For years we refused to recognise the Soviet occupation of Lithuania, storms the indignant Hannan, we held on to their gold reserves until there was an independent government to take them back, we were one of the first countries to support their application to join the EU. And what do they do the moment they are in?
Only later does Hannan try to be "fair" to Mrs Grybauskaite, noting recovering the rebate is in fact commission policy, and our own – well, British - Peter Mandelson is toeing the commission line.
Hannan does concede that an expanded EU needs an expanded budget and Mrs Grybauskaite wants an extra trillion euros – an almost unbelievable sum – to fund her various projects. And the only way she can get it is if Britain increases its contribution.
Grudgingly he also concedes that Mrs Grybauskaite has a point. When the new countries joined the EU, writes Hannan, they submitted to the whole panoply of Euro-corporatism: the social chapter, the 48-hour week, the CAP. Having lost their ability to export cheaply, it is natural that they should look to Brussels for compensation.
Now comes the brain wave. Hannan brightly suggests that "perhaps the greatest favour we could do them would be to withhold our payments. They would then have to price themselves into the market by opting out of EU regulations, which might prompt an unravelling of the EU social model.
The Euro-sophists, Hannan says, will tell you that it is unfeasible. But many things that are said to be unfeasible are later feased. Just ask Margaret Thatcher. Yea, right, Hannan – don’t call us. We’ll call you.

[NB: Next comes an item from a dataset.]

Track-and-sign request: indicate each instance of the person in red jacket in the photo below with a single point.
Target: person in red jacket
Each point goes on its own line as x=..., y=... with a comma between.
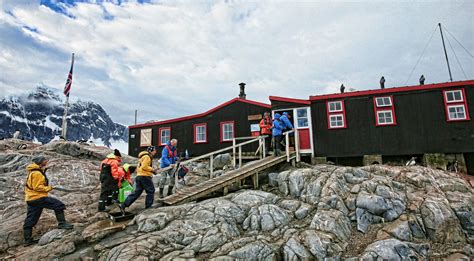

Had he spent more time on the subject for which he is so highly paid, both from the coffers of the taxpayer and the Telegraph, he might have noticed that there is an interesting spat going on between Poland and Spain which could very well sideline the whole rebate argument.
This stems from the precise reason as to why Mrs Grybauskaite needs so much money. It is not only the need to fund various projects but also because the EU has to fund all those hand-outs by way of structural funds to the relatively less well countries of the Union, like Ireland… but particularly Spain, Poland and the rest of the enlargement countries.
These countries, together with Greece, had formed a loose alliance, alongside the commission, with Poland taking the role of spokesman (spokescountry?) for the other former communist satellites. But all the accession countries are conscious that, in order for the EU to fund them, Spain, as the largest beneficiary of EU handouts, must put some money in the kitty.
However, Spain being Spain, has decided it wants to keep the money flowing, leaving only the scraps for the new entrants. And this, according to the Polish daily, Gazeta Wyborcza, is not acceptable to the Polish government.
From being a central member of the "more money" alliance, it has now told Spain it "is not ruling out the possibility of changing its strategy completely in negotiating the European Union's 2007-2013 budget, and joining the coalition of countries opting for a reduction in EU spending."
"We will have no difficulty leaving the Spaniards alone with their problems, if we find out that their financial needs are to be satisfied at our cost," says Jaroslaw Pietras, the minister of European affairs.
With Spain out in the cold, the Polish government is then prepared to support the EU budget's net contributors (Germany, France, Britain, Sweden, Austria and Holland), in exchange for a guarantee that subsidies for the EU's new member states will be left untouched.
Should this happen, Mrs Gazeta Wyborcza may not need that money after all and can leave the Brtish rebate alone. Hannan can then pick on something else to wax indignant about.